See also: ‘My father’s succession planning took two decades – now I help other wealthy families’]
Engaging the younger generation
David Barker, senior wealth planner UK at Bank Lombard Odier tells Spear’s that entrepreneurs should engage younger family members early in the process to ensure they are equipped to handle future wealth, including gradually introducing them to investment and governance structures.
One of the first steps in this preparation is fostering relationships between the younger generation and the family’s investment advisers, Barker says.
These professionals play a critical role in guiding and preparing heirs for their future roles as stewards of family wealth. Entrepreneurs should encourage meaningful interactions, allowing advisers to provide tailored financial education to those lacking prior experience.
‘It is important that they meet and build a relationship with the family’s investment advisers who can prepare them for receiving wealth in the future.
‘This could take the form of financial education for those without financial experience, perhaps as part of a structured programme with a peer group. If there is a family wealth-holding structure such as a trust or a family investment company, the entrepreneur can gradually involve younger family members in investments discussions, if not the decision-making.’
Barker adds families should be realistic and recognise that not all heirs will be suited for or interested in running the business.
[See also: Succession at the House of Arnault: who will wear the crown?]
‘Irrespective of ownership, establishing the right successor management structure, with or without family participation, will be crucial to the successful future of the business. Getting the governance of any holding structure right is also key. Any structure, whether a trust, partnership, or family investment company, needs to be drafted with the flexibility to be adaptable to the family’s changing circumstances.”
Staying flexible
A well-designed governance framework is key to managing family wealth and businesses effectively. Structures such as trusts, partnerships, or family investment companies must be adaptable to evolving family dynamics and changing circumstances. Flexibility in governance ensures that the structure remains relevant and effective, supporting the family’s goals across generations.
Wearing his private client hat, Robert Hill, director at national law firm Freeths, said that many individuals set up a trust for ‘practical and tax saving reasons’ but at the expense of control.
‘As can be seen in the Murdoch case, it may no longer be possible for the person who settled the trust (a settlor) to direct how it should be run or who should benefit from it, even if specific powers are reserved to the settlor in the trust document, as was the case here,’ he said.
[See also: Worried about children-in-law inheriting your wealth?
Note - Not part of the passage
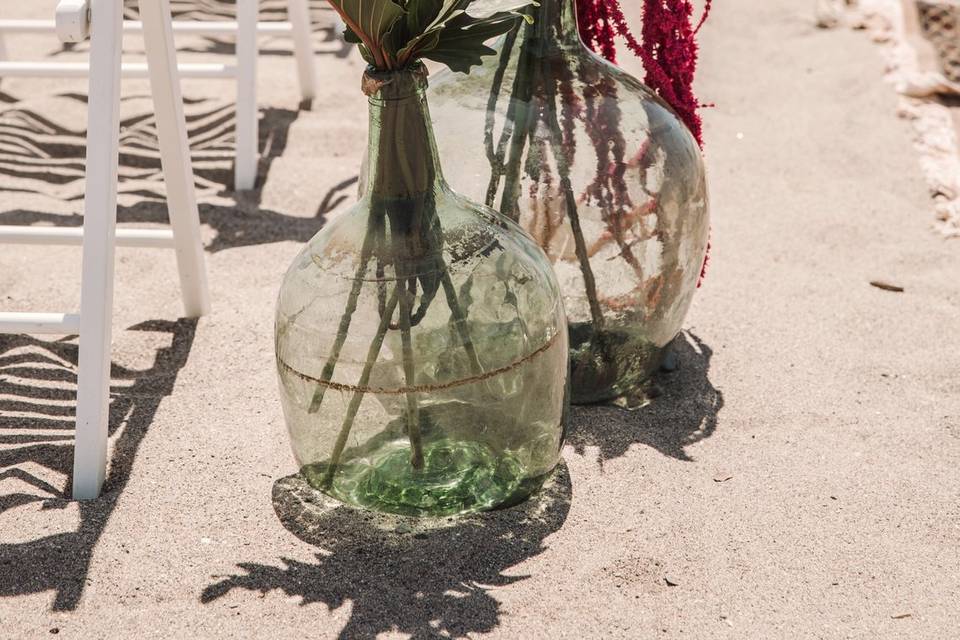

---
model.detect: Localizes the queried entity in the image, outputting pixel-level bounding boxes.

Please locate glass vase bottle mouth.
[360,61,429,104]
This is how to avoid it]
‘Family circumstances can and do change, so even though Rupert Murdoch may have had good reasons for choosing a trust structure, that has come at the cost of relinquishing control.’
‘Even the best laid plans can go awry, but with good communication, and a good Will, a good plan will hopefully see you through,’ McDowell says.
There is some suggestion Murdoch senior and Lachlan will appeal the Nevada court’s decision.
The sequel to the Murdoch family succession could be even more box office.